A girl with too many thoughts...

Thursday, 1 September 2016

Is Happiness Really a Choice?

Recently, I've seen a lot of things on Twitter etc. saying that 'happiness is a choice' 'you must CHOOSE to be happy', and it got me thinking...

You see, I don't necessarily agree with these statements, is happiness really a choice? Surely if it was, we would all just choose to be happy, right? But we aren't all happy. Some of us suffer from mental health conditions such as depression. We want to be happy but something in our mind is just stopping us from achieving this, and instead we continuously feel low. Do you not think if we could CHOOSE for that feeling to go away, if we could CHOOSE to not suffer from depression, then we would without hesitation?

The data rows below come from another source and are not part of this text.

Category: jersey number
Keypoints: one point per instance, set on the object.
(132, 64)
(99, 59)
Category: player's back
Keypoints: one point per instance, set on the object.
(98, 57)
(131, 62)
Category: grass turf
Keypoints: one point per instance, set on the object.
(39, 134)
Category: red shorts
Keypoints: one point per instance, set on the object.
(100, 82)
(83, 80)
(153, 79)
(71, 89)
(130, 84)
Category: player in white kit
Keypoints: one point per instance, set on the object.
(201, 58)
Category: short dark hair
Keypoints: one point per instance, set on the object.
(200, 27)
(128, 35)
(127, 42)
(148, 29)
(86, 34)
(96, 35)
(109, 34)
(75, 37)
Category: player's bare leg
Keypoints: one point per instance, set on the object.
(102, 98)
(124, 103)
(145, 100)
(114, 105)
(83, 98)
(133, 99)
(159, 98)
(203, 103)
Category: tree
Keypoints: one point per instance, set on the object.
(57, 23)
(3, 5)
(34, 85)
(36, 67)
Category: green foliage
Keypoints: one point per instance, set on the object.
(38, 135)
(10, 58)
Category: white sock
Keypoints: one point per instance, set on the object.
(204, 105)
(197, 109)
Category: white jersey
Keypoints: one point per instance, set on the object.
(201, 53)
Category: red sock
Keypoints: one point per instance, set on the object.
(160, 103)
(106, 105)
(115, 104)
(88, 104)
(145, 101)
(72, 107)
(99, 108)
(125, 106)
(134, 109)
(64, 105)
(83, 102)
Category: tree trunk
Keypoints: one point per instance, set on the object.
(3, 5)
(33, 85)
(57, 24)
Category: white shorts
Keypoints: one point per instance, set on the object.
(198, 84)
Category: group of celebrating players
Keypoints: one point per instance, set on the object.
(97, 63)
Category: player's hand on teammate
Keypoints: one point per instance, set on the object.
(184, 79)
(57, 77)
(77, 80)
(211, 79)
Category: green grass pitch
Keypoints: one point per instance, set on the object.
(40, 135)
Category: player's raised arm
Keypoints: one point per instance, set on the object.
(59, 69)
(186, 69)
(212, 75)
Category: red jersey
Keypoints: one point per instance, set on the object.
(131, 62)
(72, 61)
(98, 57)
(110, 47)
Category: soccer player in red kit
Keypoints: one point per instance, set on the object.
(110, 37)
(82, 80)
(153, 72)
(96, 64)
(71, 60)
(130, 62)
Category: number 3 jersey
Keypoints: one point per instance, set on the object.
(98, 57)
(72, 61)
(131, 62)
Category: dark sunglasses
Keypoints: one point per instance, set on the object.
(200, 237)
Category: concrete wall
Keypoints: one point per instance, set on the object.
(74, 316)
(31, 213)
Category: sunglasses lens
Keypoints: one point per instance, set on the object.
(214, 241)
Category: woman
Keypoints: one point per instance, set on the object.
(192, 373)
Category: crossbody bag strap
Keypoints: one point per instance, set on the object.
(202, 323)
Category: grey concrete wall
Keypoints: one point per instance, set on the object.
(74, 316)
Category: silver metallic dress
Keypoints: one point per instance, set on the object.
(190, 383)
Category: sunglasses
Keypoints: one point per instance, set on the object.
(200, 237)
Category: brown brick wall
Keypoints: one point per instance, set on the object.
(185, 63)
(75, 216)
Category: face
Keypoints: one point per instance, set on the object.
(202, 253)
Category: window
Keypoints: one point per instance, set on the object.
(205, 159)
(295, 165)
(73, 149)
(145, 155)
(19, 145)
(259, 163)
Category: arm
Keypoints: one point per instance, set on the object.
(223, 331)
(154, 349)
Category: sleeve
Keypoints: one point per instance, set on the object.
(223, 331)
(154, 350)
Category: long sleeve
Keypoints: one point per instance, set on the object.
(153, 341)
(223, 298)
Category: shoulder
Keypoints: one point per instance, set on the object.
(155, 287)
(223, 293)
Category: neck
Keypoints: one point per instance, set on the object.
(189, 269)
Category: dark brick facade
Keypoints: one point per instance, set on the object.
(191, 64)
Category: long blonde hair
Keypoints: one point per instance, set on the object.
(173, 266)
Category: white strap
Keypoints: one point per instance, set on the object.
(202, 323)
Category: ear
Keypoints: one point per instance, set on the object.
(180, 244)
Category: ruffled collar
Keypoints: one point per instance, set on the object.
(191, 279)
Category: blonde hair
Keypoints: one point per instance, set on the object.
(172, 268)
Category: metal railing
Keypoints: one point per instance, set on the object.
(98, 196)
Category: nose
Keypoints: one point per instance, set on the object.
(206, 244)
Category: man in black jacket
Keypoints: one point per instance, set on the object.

We aren't always in charge of how we feel, especially when it comes to mental health conditions. Trust me, if I was in charge of my feelings and emotions then I would most certainly choose not to feel anxious over the most irrelevant and irrational things. I would choose not to overthink every tiny detail, every interaction that I have with people. Surely if I could choose not to wake up one morning and feel like crying my eyes out for no apparent reason, then I would? Or if I could choose to feel confident instead of feeling inferior when comparing myself to others, there would be no question about it. But the reality is, I can't always choose how I feel.

Perhaps I am misunderstanding something here or possibly misinterpreting the message of these quotes. However, every time I come across something that says 'happiness is a choice', I instantly think to myself 'that's not always true'. Every time I am told 'I am in charge of my emotions', I think 'I wish I was!' (things would be a whole lot easier if I was!). Sometimes, it only ever feels like my emotions are in charge of me, rather than the other way around...

Surely it is phrases such as this that contribute to the stigma around mental illness. If we all go around telling people that they could be happy, if only they chose it - what does that say to the sufferer? Are we putting the blame on them? Are we telling them it is THEIR fault that they are unhappy, that THEY are the ones that CHOOSE to be ill? Do sayings like this initiate (or at least contribute) to feelings of guilt and shame amongst mental health sufferers? Or am I taking this far too personally and reading into it more than I should?